Xu Li, PhD, Assistant Professor
University of Maryland, College Park
Dr. Li’s research interests include (1) the process and outcome of individual and group psychotherapy, particularly in cross-cultural and multicultural contexts, (2) the development and training of therapists and the measurement of therapist competency, and (3) the career development and mental health of college students. With a bachelor’s degree in mathematical sciences, Dr. Li is keenly interested in exploring the use of advanced and novel quantitative methods in counseling psychology research.

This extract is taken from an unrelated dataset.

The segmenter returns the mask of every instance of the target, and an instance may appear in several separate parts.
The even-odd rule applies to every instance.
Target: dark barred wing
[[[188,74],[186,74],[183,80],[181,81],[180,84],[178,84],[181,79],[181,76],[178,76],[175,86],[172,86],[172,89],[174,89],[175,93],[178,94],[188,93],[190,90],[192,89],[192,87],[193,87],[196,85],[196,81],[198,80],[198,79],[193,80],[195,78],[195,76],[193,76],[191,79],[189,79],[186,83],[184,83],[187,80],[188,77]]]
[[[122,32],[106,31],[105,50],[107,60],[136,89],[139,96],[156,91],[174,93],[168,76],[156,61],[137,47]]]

Ankita Nikalje, PhD, Assistant Professor
Dr. Nikalje’s research focuses on systemic issues within the South Asian diaspora and their impact on lived experiences and mental health. She is particularly passionate about the issue of casteism and how caste discrimination continues to be experienced on an institutional, interpersonal and internalized level outside of South Asia. She has theorized Caste Critical Theory (CasteCRIT) and is developing instruments to measure the impact of caste in the diaspora. Similarly, her research also focuses on the impact of colonization, especially as it relates to internalized colonization or colonial mentality among South Asians.
Leah Rouse, PhD, Associate Professor and Electa Quinney Scholar
University of Wisconsin-Madison
Dr. Rouse’s research interests include trauma psychology, suicidology and mental health issues facing corrections, EMS and military populations, as well as cancer patients, survivors and their families, and American Indian communities. She works from a qualitative and Indigenous framework in research and practice. Dr. Rouse is board certified in counseling psychology, and a licensed psychologist in Wisconsin.
Stephen R. Wester, PhD, ABPP, Professor
University of Florida
Dr. Wester’s research interests include male gender role conflict, multicultural expressions of masculinity, gender and emotion, and counseling men, as well as the training of counseling psychologists and counseling supervision. Dr. Wester is board certified in counseling psychology, as well as a licensed psychologist in Wisconsin.